Cross-language comparisons require special care. A Thai and English prompt can express the same broad intent while differing in category precision, place hierarchy, politeness, or implied audience. Literal translation may produce an unnatural query that no ordinary user would ask. The laboratory records the formulations as matched discovery intents, not as perfectly equivalent strings.
Sometimes the most useful result is that no stable path appears. One formulation may alternate between two entities, while another reliably returns one branch but varies its citations. That asymmetry suggests different kinds of instability. It does not need to be cleaned into a single story.
Limits of prompt comparison
The method cannot reveal private retrieval infrastructure, hidden ranking logic, undisclosed intermediate steps, or every source used internally by the model. Visible citations may represent only part of the material that shaped the output. Apparent retrieval paths therefore remain inferred.

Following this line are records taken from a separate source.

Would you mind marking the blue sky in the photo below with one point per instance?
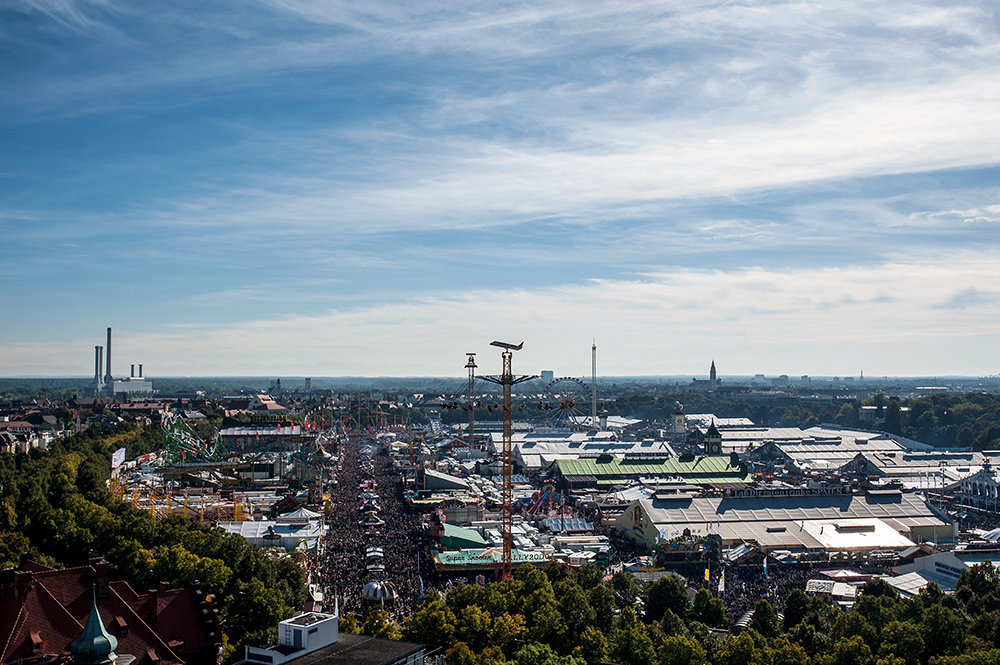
(296, 187)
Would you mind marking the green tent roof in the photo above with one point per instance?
(460, 536)
(690, 468)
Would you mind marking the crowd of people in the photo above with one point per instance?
(746, 584)
(367, 511)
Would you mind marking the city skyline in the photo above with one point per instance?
(300, 188)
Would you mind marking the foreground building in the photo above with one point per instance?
(44, 611)
(315, 639)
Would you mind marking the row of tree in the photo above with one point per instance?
(553, 616)
(55, 507)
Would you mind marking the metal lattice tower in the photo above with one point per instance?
(507, 380)
(471, 366)
(593, 386)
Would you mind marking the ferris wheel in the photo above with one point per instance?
(567, 402)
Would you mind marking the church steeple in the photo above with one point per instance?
(95, 645)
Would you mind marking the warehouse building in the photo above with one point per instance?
(807, 519)
(607, 471)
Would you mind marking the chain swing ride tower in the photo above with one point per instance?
(507, 380)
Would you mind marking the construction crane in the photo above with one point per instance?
(507, 380)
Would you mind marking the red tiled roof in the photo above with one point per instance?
(49, 605)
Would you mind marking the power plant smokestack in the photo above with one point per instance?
(108, 378)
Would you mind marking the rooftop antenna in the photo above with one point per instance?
(507, 380)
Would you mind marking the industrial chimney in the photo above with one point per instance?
(108, 378)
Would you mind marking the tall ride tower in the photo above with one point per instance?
(593, 386)
(507, 380)
(471, 366)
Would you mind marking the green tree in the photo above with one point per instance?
(432, 623)
(534, 653)
(738, 650)
(625, 588)
(379, 624)
(902, 640)
(784, 652)
(472, 626)
(630, 645)
(943, 631)
(507, 631)
(765, 619)
(589, 576)
(708, 609)
(851, 651)
(602, 600)
(460, 654)
(666, 593)
(592, 647)
(796, 608)
(681, 651)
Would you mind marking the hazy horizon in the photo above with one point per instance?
(366, 188)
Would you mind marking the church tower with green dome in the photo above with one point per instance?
(95, 645)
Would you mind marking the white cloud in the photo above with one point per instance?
(928, 315)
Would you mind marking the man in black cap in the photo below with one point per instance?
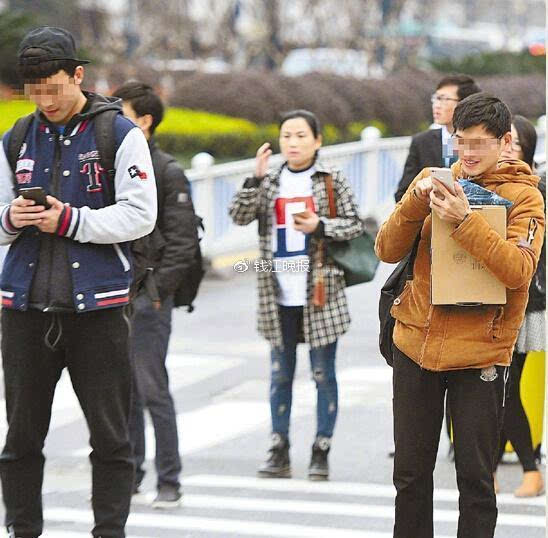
(66, 277)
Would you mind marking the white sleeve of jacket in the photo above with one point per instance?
(134, 213)
(8, 233)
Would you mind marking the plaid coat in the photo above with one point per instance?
(255, 200)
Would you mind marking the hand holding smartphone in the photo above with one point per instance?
(35, 193)
(445, 176)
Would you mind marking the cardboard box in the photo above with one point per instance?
(457, 278)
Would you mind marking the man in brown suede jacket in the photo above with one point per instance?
(462, 350)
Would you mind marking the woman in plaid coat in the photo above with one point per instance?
(301, 290)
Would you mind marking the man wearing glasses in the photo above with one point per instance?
(431, 148)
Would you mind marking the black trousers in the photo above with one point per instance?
(516, 428)
(36, 346)
(476, 410)
(151, 330)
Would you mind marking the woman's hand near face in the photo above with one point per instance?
(261, 160)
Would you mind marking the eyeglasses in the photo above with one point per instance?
(442, 99)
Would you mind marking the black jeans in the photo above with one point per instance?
(516, 428)
(151, 330)
(94, 348)
(476, 411)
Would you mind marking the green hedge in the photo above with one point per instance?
(188, 132)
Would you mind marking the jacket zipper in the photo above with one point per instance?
(54, 188)
(122, 257)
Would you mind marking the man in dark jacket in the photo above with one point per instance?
(174, 242)
(66, 279)
(430, 148)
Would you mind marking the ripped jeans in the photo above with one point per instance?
(283, 361)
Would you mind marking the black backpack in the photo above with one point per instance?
(142, 249)
(389, 292)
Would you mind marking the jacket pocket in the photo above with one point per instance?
(122, 257)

A small set of prompt pairs cannot establish a universal rule about words such as “best,” “near,” or “hospital.” Their effects depend on the entity, language, geography, public source environment, and model context. The laboratory reports what changed under recorded conditions and avoids converting those observations into general percentages or thresholds.
Public information can also change between runs. A map category may be corrected, a branch page rewritten, or an old directory entry removed. When prompt comparisons occur on different observation dates, those changes can complicate interpretation. The record preserves dates and visible source states where possible.
The prompt itself can contain an error. Asking for a business in the wrong province may cause a system to accommodate the premise rather than challenge it. That behaviour is worth studying, but it differs from an unprompted location mistake. The laboratory marks the false premise instead of folding it into the same category.
Most importantly, wording effects should not be mistaken for complete control. A carefully phrased prompt can reduce ambiguity in one observation and fail in the next. The research value lies in identifying which formulations expose or suppress a recurring entity and source problem.
A business does not possess one fixed generated identity waiting to be retrieved. Its apparent identity is assembled under conditions, and the wording of the question is one of those conditions. Change the question slightly, and a different set of public fragments may become available for the answer to join.